Bu noktada daha açık anlam için bir şeyden muhakkak bahsetmek gerekiyor. Sinemada ya da filmlerde müzik iki farklı kategoride var olur. Score diye tabir edileni filmin sahnelerine özel olarak bestelenen, enstrümantal müziklerdir. Genellikle sahnelerin duygusal tonunu belirler, olayların ritmini destekler ve izleyiciyi o anın içine çeker. Soundtrack ise Filmde kullanılan, önceden var olan veya popüler şarkılardan oluşan bir koleksiyondur. Filmdeki belirli bir dönemi, kültürel atmosferi veya karakterin kişisel zevklerini yansıtabilir. Bu iki unsurun birleşimiyle film, sadece izlenen değil, aynı zamanda hissedilen bir deneyime dönüşür. Özellikle score, izleyicinin bilinçaltına hitap eden, görünmez bir el gibi duyguları manipüle eden en güçlü araçtır.
Film müziğinin en etkili tekniklerinden biri, bestecinin belirli bir karakteri, mekânı veya temayı temsil etmek için tekrarlayan bir melodi, yani leitmotif kullanmasıdır. Bu, izleyiciye bilinçaltı düzeyde bir bilgi akışı sağlar ve karakterin hikayesini sadece görsel olarak değil, işitsel olarak da takip etmesini mümkün kılar.

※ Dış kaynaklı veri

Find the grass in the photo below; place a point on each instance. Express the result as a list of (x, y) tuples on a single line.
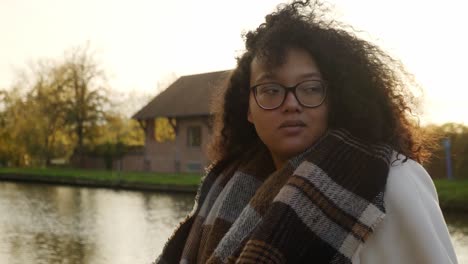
[(180, 179), (453, 194)]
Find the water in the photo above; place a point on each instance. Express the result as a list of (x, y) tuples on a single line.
[(57, 224)]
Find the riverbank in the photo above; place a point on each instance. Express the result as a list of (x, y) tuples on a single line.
[(453, 195), (146, 181)]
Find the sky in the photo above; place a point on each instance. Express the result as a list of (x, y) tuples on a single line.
[(144, 44)]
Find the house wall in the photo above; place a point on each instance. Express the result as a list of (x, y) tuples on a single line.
[(177, 156)]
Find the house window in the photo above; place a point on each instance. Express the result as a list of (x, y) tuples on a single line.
[(194, 136)]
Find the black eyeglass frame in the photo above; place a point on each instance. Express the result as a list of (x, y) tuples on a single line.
[(290, 89)]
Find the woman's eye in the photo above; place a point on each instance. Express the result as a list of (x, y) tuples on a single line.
[(270, 90), (312, 89)]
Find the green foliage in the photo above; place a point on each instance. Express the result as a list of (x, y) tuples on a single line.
[(58, 108), (453, 195), (458, 135), (178, 179)]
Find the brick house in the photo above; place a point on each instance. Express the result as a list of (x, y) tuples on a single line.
[(187, 102)]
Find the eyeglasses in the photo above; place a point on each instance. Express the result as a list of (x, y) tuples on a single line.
[(309, 93)]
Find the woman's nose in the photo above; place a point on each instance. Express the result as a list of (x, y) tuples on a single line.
[(290, 103)]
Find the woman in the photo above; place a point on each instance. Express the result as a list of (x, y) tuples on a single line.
[(316, 157)]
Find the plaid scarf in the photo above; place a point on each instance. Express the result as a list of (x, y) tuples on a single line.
[(321, 206)]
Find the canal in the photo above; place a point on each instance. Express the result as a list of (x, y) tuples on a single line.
[(60, 224)]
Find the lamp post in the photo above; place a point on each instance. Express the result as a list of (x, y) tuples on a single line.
[(448, 159)]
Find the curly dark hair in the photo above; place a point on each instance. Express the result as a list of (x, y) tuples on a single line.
[(368, 89)]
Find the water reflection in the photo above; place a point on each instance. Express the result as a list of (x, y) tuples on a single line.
[(49, 224), (55, 224)]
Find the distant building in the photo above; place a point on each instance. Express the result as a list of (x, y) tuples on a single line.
[(187, 101)]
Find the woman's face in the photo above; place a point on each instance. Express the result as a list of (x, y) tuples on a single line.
[(291, 128)]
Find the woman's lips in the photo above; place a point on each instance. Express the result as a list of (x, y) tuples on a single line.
[(292, 123), (292, 127)]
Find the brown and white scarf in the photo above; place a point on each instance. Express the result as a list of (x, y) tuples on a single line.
[(320, 207)]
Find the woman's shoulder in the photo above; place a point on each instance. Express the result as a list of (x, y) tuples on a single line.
[(407, 177), (413, 230)]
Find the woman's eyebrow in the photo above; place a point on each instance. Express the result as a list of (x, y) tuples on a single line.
[(310, 75), (265, 76)]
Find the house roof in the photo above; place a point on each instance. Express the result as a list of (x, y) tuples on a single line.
[(189, 95)]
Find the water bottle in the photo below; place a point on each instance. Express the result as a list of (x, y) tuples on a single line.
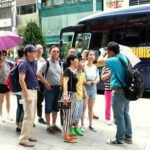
[(21, 101)]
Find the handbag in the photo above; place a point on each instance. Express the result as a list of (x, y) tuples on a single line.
[(61, 103)]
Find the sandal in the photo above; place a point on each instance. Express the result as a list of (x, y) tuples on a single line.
[(73, 137), (114, 142), (70, 140)]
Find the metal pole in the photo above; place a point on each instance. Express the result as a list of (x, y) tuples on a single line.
[(94, 6)]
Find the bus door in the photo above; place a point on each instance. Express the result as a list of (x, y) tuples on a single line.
[(67, 36)]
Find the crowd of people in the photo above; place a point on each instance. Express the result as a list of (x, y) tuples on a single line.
[(74, 83)]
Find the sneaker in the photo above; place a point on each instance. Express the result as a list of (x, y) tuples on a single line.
[(128, 141), (9, 118), (51, 130), (114, 142), (108, 122), (72, 131), (73, 137), (56, 128), (92, 129), (82, 128), (27, 144), (78, 131), (42, 121), (18, 130)]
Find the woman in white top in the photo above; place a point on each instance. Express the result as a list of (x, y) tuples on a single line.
[(92, 79)]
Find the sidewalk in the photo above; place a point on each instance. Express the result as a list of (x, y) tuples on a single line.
[(139, 111)]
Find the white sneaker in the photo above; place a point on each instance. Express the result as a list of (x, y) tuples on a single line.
[(82, 128), (9, 118), (108, 122), (2, 118)]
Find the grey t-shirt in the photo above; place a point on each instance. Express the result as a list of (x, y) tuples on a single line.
[(54, 72), (4, 74)]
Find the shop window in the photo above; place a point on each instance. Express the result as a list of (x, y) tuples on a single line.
[(60, 2), (26, 9)]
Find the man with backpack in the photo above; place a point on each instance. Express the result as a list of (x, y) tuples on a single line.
[(29, 85), (52, 80), (120, 103)]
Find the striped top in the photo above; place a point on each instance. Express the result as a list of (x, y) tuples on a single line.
[(106, 82)]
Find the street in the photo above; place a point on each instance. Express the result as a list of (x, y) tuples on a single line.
[(139, 111)]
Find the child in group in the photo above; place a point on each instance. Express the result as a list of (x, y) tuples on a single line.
[(81, 92), (105, 76)]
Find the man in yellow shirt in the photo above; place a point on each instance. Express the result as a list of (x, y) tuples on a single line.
[(81, 92)]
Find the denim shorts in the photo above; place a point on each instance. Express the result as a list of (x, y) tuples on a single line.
[(78, 110), (4, 89), (51, 100), (91, 91)]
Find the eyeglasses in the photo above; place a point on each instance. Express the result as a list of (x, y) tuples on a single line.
[(72, 52), (55, 51)]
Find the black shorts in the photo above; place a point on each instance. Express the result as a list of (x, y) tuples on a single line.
[(4, 88)]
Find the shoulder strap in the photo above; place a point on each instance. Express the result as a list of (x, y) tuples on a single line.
[(119, 80)]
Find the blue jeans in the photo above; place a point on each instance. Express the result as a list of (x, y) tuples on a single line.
[(78, 110), (121, 115), (20, 111)]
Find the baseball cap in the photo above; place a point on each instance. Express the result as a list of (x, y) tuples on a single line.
[(29, 48), (113, 46)]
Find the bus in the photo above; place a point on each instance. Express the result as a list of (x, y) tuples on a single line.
[(129, 27)]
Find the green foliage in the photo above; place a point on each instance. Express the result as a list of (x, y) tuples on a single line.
[(33, 35)]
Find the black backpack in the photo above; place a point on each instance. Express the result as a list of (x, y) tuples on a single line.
[(14, 79), (134, 82)]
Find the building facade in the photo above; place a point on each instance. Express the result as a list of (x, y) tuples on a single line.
[(58, 14), (26, 11)]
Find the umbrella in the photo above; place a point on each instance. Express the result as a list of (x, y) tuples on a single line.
[(127, 51), (9, 40)]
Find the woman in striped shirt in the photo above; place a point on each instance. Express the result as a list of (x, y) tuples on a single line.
[(105, 76)]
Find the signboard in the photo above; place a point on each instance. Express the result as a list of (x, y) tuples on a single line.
[(114, 4), (5, 3)]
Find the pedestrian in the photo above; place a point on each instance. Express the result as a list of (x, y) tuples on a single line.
[(53, 84), (92, 79), (20, 111), (105, 76), (120, 104), (29, 85), (80, 95), (69, 93), (40, 61), (4, 90)]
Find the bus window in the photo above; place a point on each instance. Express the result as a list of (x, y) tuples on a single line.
[(67, 41), (82, 41)]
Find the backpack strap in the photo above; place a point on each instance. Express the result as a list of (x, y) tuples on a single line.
[(47, 67)]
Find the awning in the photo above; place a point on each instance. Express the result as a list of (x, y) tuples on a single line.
[(76, 28)]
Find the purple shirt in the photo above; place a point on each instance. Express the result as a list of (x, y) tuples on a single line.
[(27, 67)]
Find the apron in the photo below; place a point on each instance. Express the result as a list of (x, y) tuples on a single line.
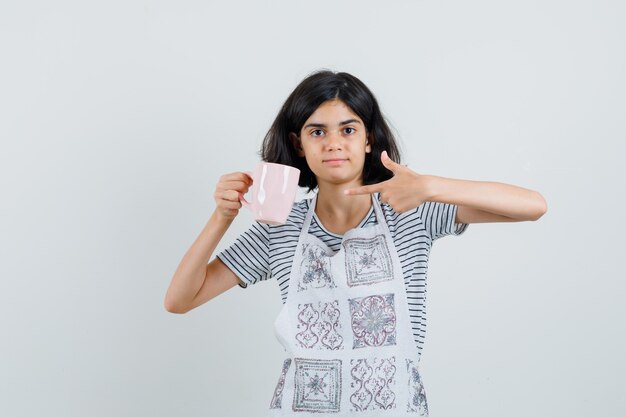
[(346, 330)]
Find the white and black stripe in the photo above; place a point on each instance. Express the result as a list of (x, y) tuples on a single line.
[(265, 251)]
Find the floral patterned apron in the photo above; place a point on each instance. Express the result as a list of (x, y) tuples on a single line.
[(346, 329)]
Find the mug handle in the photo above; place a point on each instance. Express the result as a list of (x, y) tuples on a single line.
[(243, 201)]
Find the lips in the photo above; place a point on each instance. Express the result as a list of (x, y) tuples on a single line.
[(334, 162)]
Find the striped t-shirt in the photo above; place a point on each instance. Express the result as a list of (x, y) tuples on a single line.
[(266, 251)]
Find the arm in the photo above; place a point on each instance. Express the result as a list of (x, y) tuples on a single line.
[(195, 282), (484, 201), (477, 201)]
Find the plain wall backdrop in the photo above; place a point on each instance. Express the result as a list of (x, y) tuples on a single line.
[(117, 119)]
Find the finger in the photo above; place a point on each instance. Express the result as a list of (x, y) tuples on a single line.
[(366, 189), (229, 195), (233, 185), (390, 164), (237, 176), (231, 205)]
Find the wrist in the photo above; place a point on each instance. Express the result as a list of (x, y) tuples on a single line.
[(433, 187)]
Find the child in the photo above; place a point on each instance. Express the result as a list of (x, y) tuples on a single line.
[(350, 262)]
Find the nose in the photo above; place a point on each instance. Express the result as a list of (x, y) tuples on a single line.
[(334, 141)]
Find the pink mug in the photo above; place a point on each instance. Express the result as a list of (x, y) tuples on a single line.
[(273, 192)]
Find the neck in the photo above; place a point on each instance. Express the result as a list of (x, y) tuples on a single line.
[(338, 211)]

Bu tekniğin en büyük ustalarından biri hiç kuşkusuz John Williams'tır. Star Wars serisi, bu alanda bir başyapıt niteliğindedir. Darth Vader varlığı ile coşkulu hale gelen karanlık ve tehditkâr İmparatorluk Marşı, filmde ne zaman geçse, izleyicinin aklına hemen o kötülüğün gölgesi düşer. Bu marş, Vader'ın gücünü, acımasızlığını ve hikâyedeki önemini her duyulduğunda yeniden vurgular. Aynı şekilde, Indiana Jones'un maceraperest ruhu, o meşhur ana temayla ayrılmaz bir bütün haline gelmiştir. Williams, sadece notalar yazmakla kalmamış, aynı zamanda her bir karakterin ve temanın ruhunu yakalayan müzikal imzalar yaratmıştır diyebiliriz.

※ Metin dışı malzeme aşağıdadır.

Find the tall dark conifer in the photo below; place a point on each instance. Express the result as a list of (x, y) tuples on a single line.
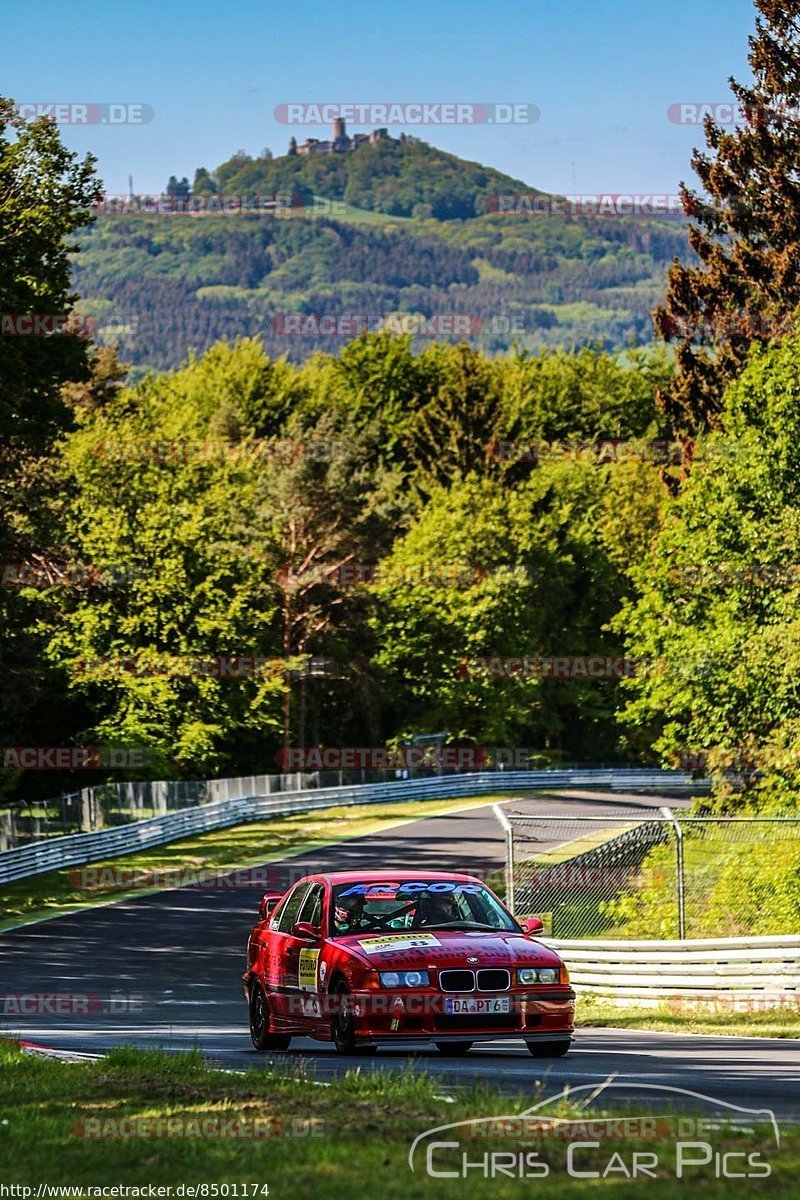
[(745, 229)]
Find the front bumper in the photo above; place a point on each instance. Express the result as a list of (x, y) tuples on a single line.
[(414, 1015)]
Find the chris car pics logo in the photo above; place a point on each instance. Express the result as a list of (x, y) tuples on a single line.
[(533, 1145)]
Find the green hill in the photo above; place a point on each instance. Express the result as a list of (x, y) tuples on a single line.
[(400, 228), (402, 178)]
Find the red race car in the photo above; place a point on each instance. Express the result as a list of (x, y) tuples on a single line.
[(360, 958)]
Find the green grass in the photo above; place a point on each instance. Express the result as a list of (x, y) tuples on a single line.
[(690, 1018), (347, 1139), (240, 846)]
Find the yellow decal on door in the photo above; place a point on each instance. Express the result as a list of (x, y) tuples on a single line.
[(307, 970), (397, 942)]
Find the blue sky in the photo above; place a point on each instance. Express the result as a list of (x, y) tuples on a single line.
[(602, 73)]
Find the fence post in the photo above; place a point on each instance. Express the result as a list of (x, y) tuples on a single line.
[(505, 825), (679, 855)]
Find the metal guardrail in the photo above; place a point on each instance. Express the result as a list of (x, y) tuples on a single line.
[(76, 850), (761, 972)]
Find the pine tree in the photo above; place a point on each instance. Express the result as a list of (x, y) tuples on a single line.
[(745, 231)]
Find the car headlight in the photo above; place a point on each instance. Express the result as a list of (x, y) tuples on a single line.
[(403, 978), (537, 975)]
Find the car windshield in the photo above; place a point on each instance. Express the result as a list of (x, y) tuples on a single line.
[(416, 904)]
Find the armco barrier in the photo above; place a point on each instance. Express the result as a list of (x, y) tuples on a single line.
[(761, 972), (86, 847)]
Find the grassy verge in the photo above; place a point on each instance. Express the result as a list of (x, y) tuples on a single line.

Diğer yanda bazı besteciler de kendi imza stilleriyle film müziği sanatına bambaşka bir boyut getiriyorlar. Ennio Morricone, müziği hikayenin kendisi yapan bir efsanedir. Morricone, bir dönemin en önde giden film tarzlarından biri olan Western'lerde Vahşi Batı'yı, sadece görüntülerle değil, ikonik ıslıklar, yankılanan gitarlar ve geniş orkestral düzenlemelerle yeniden yaratmıştır. İyi, Kötü ve Çirkin (The Good, The Bad and The Ugly) filmindeki müziği, filmin karakterlerinin acımasız ve yalnız dünyasını o kadar güçlü bir şekilde yansıtır ki, müzik olmadan filmi düşünmek neredeyse imkansız hale gelir. Morricone için müzik, bir sahnenin duygusunu yansıtmanın ötesinde, karakterlerin motivasyonlarını ve ruh halini açıklayan bir anlatıcıdır.

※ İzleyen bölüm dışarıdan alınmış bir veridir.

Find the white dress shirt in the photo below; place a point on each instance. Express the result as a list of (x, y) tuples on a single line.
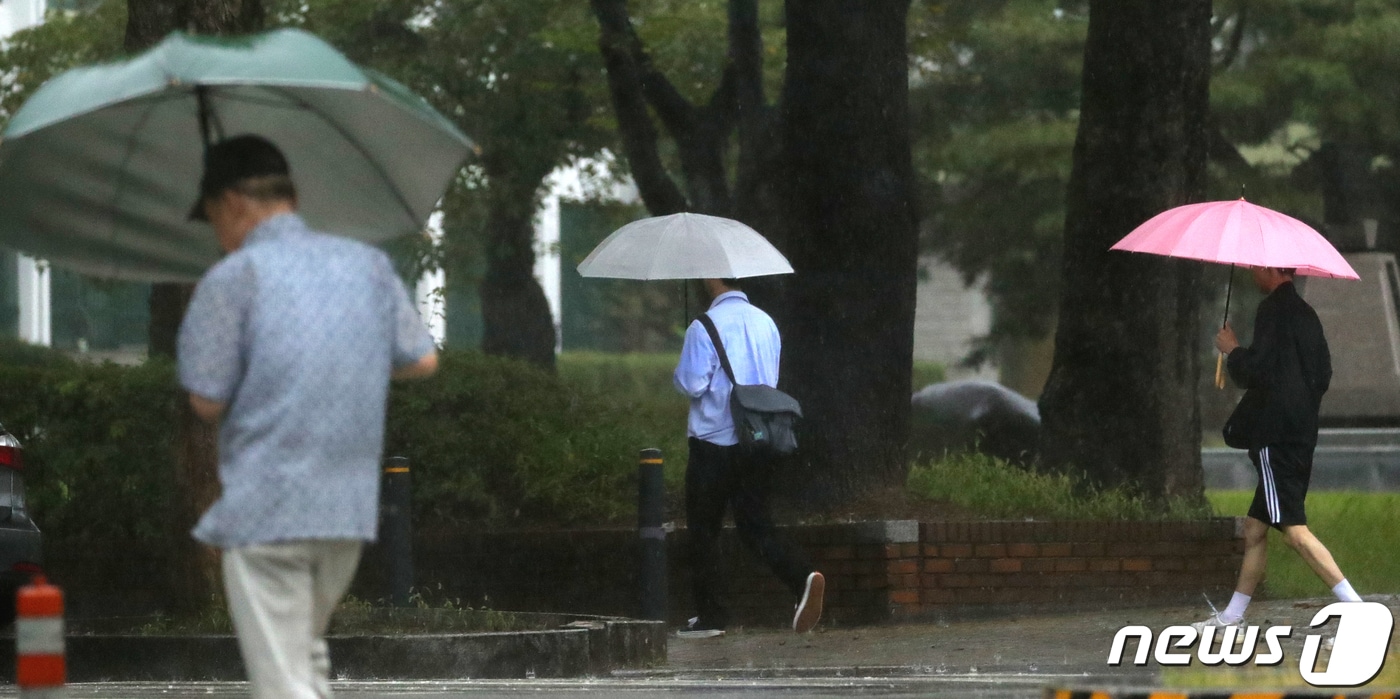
[(752, 342)]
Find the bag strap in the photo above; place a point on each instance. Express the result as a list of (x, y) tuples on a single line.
[(718, 346)]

Hans Zimmer ise modern film müziğine epik ve elektronik bir soluk getirir. Yüksek tempolu ritimleri, derin basları ve yükselen koro sesleriyle izleyiciyi hikayenin içine hapseder. Başlangıç (Inception) filmindeki Time gibi besteleri, bir ana tema olmaktan ziyade, filmin zaman ve gerçeklik algısıyla oynayan felsefesini yansıtan bir ses manzarası oluşturur. Gladiator filminin müziği ise Roma İmparatorluğu'nun ihtişamını ve aynı zamanda ana karakterin yaşadığı trajediyi o kadar derinden hissettirir ki, müzik filmin görsel kimliğini yeniden tanımlar. Zimmer, müziği sadece bir duygu aracı değil, aynı zamanda filmin kendi iç dünyasının bir ifadesi haline getirmiştir.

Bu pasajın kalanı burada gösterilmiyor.